Мы ловили рыбу и пили воду, которая ещё оставалась в трюмах. Мы взывали к Предкам и Архитектору. На рассвете двенадцатого сола я, чтобы унять тревожные мысли, бродил по палубе. Поднял глаза к морю. Увидел, что из-за горизонта к нам по воде стремится безликий призрак. Сначала я подумал, что это Великий Предок решил нас спасти. Но прошло несколько минут, и стало ясно, что на железной ладье, стоя во весь рост, к нам приближается человек.
– Это и был Колумб?
– Да, он самый, – улыбнулся настоятель. – В руке он держал… Сейчас я вспомню, как называлась эта штука. Вот! Пере-дат-чик. Он просчитал квадрат, в котором могло находиться наше судно, и четыре бессонных сола провел в поисках. Колумб привёл нас к Одиноким островам, своей вотчине, и там мы отметили чудесное спасение.
– Вы были и на Одиноких Островах? – удивился Канн.
– Да. Помнишь ли ты книгу Трёх корзин[22]?
– Конечно, отец-настоятель.
– Колумб подарил эту книгу нашему монастырю много лет назад. Она хранилась в его библиотеке, он называл её Новоалександрийской.
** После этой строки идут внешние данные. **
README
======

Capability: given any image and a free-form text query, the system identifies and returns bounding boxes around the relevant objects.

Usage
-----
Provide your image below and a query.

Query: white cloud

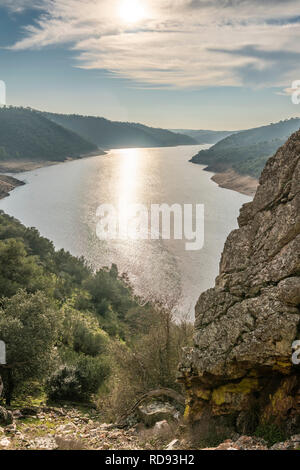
[0,0,300,87]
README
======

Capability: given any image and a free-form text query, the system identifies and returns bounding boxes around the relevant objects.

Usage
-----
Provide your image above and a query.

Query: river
[0,145,251,318]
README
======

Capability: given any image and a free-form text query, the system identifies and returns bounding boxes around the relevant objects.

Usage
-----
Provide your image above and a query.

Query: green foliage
[255,423,287,447]
[0,290,59,385]
[43,113,197,148]
[0,211,154,400]
[191,118,300,177]
[46,356,109,401]
[0,107,97,161]
[0,239,51,297]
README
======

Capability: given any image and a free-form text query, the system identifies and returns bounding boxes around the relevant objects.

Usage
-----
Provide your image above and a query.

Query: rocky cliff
[179,131,300,432]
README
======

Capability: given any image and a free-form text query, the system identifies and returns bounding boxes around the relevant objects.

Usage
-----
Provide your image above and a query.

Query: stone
[0,437,11,449]
[153,420,171,434]
[137,401,179,426]
[166,439,180,450]
[178,131,300,433]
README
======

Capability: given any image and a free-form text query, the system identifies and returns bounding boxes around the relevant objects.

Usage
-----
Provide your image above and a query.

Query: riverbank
[0,175,25,199]
[211,169,258,196]
[0,149,106,173]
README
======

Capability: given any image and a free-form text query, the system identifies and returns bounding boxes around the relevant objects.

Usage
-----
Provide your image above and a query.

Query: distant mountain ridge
[190,118,300,178]
[170,129,238,144]
[41,112,197,149]
[0,107,101,161]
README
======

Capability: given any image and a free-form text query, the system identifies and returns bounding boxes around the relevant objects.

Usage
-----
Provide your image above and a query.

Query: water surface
[0,146,251,317]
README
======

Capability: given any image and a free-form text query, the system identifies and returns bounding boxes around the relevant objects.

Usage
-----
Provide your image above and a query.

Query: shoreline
[0,175,25,199]
[0,149,107,174]
[211,168,259,197]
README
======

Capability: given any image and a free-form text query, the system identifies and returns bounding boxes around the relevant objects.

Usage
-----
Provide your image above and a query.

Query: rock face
[179,131,300,432]
[0,175,25,199]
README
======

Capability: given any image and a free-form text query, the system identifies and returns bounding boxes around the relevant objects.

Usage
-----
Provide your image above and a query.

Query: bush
[46,356,109,401]
[255,423,287,447]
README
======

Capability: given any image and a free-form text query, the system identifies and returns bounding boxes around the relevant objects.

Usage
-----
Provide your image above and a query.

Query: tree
[0,238,50,297]
[0,290,58,401]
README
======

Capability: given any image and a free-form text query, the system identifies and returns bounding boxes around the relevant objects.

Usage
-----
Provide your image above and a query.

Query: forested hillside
[171,129,235,144]
[191,118,300,178]
[0,107,97,161]
[43,113,197,148]
[0,211,191,418]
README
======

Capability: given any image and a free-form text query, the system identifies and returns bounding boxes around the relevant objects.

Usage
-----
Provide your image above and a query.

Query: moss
[255,423,287,447]
[212,378,259,406]
[273,361,292,374]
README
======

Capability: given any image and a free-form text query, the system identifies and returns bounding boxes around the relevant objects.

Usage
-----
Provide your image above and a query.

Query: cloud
[0,0,300,88]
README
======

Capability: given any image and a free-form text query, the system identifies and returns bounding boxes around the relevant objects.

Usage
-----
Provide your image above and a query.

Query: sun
[119,0,146,23]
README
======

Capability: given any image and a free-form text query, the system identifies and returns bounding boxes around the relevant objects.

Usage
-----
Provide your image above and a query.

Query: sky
[0,0,300,130]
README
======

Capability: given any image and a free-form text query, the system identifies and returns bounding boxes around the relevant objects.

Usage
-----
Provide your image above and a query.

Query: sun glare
[120,0,146,23]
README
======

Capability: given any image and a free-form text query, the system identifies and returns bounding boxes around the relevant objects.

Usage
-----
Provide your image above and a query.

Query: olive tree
[0,290,58,402]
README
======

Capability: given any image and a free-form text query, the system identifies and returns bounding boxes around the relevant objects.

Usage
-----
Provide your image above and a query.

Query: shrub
[46,356,109,401]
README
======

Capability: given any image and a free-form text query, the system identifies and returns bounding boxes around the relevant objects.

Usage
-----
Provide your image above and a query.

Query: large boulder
[179,131,300,432]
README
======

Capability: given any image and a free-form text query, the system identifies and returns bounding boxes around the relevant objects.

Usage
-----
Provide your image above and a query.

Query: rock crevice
[179,131,300,431]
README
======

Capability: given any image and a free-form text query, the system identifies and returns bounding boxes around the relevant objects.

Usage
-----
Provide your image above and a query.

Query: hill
[0,107,98,162]
[42,113,197,149]
[180,129,300,436]
[191,118,300,178]
[171,129,236,144]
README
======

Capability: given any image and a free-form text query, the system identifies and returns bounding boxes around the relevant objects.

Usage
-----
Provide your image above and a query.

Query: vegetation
[42,113,197,148]
[0,107,97,161]
[0,211,192,417]
[191,118,300,178]
[171,129,235,144]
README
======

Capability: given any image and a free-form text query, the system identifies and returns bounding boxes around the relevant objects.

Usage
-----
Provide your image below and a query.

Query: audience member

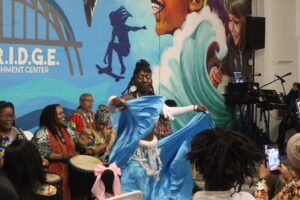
[68,93,95,132]
[208,0,252,88]
[255,133,300,200]
[32,104,77,200]
[67,93,95,155]
[0,139,46,200]
[0,101,26,168]
[92,163,122,200]
[81,105,116,162]
[187,128,264,200]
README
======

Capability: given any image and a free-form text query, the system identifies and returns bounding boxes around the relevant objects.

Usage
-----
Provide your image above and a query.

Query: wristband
[194,105,198,112]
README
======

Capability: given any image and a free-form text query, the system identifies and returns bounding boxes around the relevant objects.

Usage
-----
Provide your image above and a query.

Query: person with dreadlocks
[32,104,78,200]
[186,128,264,200]
[109,60,214,200]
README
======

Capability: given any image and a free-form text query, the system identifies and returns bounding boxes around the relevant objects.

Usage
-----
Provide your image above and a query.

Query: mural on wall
[0,0,251,131]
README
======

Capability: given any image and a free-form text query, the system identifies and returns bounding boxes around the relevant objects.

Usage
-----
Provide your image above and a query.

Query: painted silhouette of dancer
[103,6,147,74]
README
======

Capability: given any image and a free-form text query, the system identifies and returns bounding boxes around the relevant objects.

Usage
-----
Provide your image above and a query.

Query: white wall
[252,0,300,140]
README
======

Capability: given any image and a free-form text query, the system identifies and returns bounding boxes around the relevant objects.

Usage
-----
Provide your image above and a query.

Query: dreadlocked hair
[40,104,60,136]
[186,128,264,192]
[122,59,154,95]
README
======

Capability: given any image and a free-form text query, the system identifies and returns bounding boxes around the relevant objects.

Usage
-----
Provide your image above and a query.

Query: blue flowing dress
[109,96,215,200]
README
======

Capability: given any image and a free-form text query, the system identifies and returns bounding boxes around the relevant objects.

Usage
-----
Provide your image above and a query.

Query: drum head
[46,174,61,183]
[70,155,102,171]
[35,184,57,196]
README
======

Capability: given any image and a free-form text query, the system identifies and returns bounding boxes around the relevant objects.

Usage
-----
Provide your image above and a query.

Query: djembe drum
[46,173,63,200]
[33,184,58,200]
[69,155,102,197]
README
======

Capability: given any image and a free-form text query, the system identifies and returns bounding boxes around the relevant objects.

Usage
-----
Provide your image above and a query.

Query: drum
[33,184,61,200]
[46,173,63,200]
[69,155,102,197]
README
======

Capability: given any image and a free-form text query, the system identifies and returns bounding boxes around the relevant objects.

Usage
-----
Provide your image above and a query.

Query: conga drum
[46,173,63,200]
[69,155,102,197]
[33,184,57,200]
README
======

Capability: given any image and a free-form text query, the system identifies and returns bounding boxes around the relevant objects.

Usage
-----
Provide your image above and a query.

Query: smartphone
[265,145,280,173]
[296,98,300,116]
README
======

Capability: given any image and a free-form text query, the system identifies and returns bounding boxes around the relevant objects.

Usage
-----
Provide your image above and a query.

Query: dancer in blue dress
[109,61,214,200]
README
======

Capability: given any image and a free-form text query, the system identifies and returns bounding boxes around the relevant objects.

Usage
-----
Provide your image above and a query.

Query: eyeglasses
[0,115,16,120]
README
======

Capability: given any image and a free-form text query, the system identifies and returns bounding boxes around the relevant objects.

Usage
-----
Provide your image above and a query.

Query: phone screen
[296,99,300,115]
[265,145,280,171]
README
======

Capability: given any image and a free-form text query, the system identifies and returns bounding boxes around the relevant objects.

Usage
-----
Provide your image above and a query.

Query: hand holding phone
[296,98,300,116]
[265,145,281,173]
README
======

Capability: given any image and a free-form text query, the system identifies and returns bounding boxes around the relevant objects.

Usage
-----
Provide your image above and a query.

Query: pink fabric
[92,163,122,200]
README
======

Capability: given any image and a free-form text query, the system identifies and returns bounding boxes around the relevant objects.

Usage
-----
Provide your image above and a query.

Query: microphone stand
[258,73,291,94]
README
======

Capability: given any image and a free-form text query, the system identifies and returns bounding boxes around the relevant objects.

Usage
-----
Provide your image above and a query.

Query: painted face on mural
[151,0,204,35]
[134,71,152,95]
[151,0,189,35]
[228,13,246,46]
[0,107,15,131]
[80,95,94,111]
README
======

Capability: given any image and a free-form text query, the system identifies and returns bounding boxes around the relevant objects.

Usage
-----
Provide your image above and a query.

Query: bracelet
[59,153,65,160]
[256,178,268,191]
[194,105,198,111]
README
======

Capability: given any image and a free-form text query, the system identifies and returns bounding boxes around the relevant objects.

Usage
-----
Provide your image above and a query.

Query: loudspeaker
[246,17,266,50]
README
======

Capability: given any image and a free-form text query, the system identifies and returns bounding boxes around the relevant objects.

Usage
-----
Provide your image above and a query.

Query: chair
[107,190,143,200]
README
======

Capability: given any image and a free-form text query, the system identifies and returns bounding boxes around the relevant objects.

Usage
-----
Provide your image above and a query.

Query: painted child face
[151,0,189,35]
[228,13,246,46]
[134,71,152,94]
[56,106,65,125]
[0,107,15,131]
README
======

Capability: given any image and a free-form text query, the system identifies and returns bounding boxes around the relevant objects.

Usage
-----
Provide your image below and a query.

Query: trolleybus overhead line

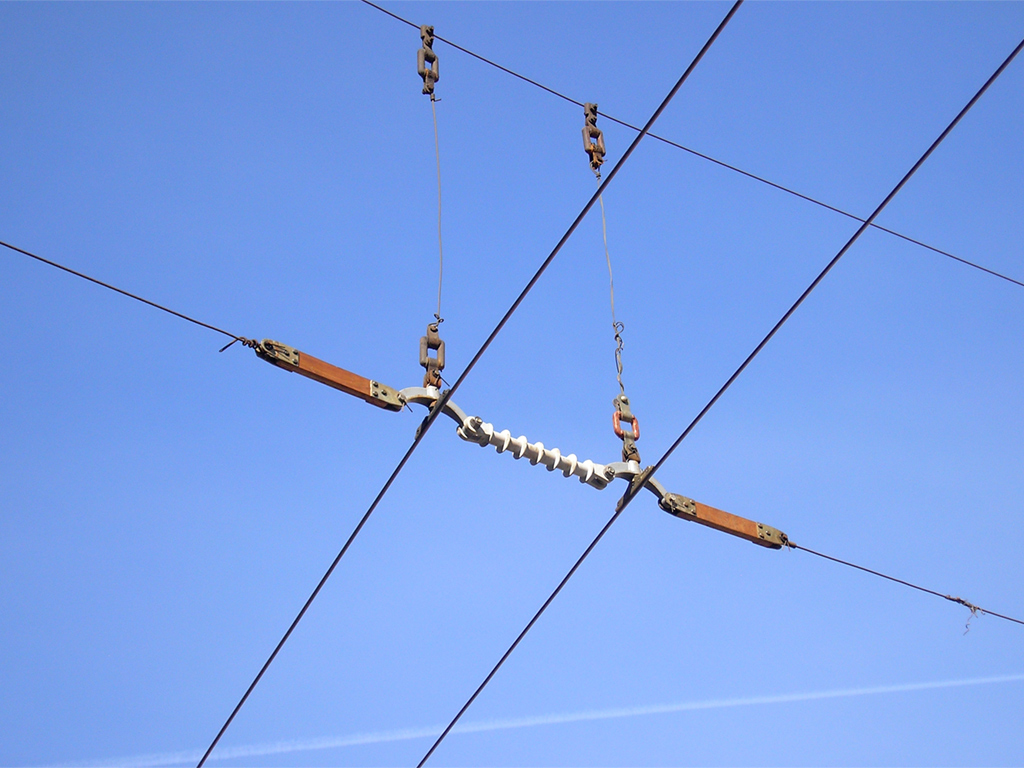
[409,25,1024,768]
[197,0,743,768]
[360,0,1024,288]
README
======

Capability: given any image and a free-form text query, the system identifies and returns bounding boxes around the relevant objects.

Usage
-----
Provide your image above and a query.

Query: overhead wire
[197,0,743,768]
[430,93,444,326]
[417,0,743,768]
[598,197,626,394]
[0,241,252,351]
[360,0,1024,288]
[785,542,1024,625]
[415,30,1024,768]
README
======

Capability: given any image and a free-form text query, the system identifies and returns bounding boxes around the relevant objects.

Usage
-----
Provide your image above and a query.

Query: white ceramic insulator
[458,416,609,490]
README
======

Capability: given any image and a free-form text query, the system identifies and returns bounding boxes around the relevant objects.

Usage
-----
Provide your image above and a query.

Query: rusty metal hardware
[420,323,444,389]
[255,339,404,411]
[658,494,790,549]
[255,346,790,549]
[611,394,640,462]
[416,25,440,100]
[583,101,604,180]
[253,339,299,371]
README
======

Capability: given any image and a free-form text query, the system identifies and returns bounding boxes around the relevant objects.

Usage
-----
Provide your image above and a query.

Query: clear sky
[0,2,1024,766]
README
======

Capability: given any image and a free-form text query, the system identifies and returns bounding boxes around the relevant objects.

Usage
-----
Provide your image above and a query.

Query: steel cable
[415,28,1024,768]
[786,542,1024,625]
[360,0,1024,288]
[197,0,743,768]
[0,241,251,351]
[417,0,743,768]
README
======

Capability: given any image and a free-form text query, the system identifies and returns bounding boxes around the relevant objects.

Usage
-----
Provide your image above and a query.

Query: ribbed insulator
[458,416,613,490]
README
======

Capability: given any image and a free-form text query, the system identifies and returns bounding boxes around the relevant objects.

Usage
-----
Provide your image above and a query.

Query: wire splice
[416,24,441,96]
[583,101,604,181]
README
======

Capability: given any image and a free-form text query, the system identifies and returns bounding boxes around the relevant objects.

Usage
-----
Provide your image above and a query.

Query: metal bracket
[416,25,441,99]
[758,522,790,549]
[583,101,604,179]
[370,379,406,411]
[254,339,299,371]
[420,323,444,389]
[611,394,640,463]
[657,494,697,519]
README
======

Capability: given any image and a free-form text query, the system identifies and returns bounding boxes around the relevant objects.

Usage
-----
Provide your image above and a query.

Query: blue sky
[0,2,1024,766]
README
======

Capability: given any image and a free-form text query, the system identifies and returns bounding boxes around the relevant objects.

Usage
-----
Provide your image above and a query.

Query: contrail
[68,674,1024,768]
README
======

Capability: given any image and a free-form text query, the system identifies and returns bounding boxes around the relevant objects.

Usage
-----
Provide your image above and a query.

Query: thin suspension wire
[197,0,716,757]
[624,31,1024,498]
[417,30,1024,768]
[360,0,1024,288]
[786,542,1024,625]
[417,0,743,768]
[0,241,249,351]
[430,93,444,325]
[597,195,626,394]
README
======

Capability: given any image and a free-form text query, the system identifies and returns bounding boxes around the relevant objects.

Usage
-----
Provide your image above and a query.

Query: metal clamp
[583,101,604,180]
[416,25,441,100]
[253,339,299,370]
[611,394,640,462]
[420,323,444,389]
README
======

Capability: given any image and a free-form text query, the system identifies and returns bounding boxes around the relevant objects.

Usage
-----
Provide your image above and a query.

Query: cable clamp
[583,101,604,181]
[420,323,444,389]
[611,394,640,463]
[416,25,441,96]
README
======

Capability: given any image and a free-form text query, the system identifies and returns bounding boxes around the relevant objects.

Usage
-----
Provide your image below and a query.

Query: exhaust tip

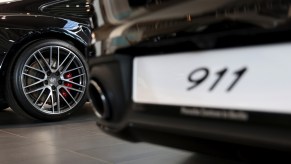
[89,80,110,119]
Канну представился высокий зал, наполненный длинными рядами книг. Книги с потертыми корешками, книги с пометками на полях. Все книги мира. Канн жаждал новых знаний, которых библиотека монастыря дать, увы, не могла. Только раз в год, в свой День Прибытия[23], с благословения отца-настоятеля Канн мог посетить книжный базар в Ред Капите и купить одну новую книгу.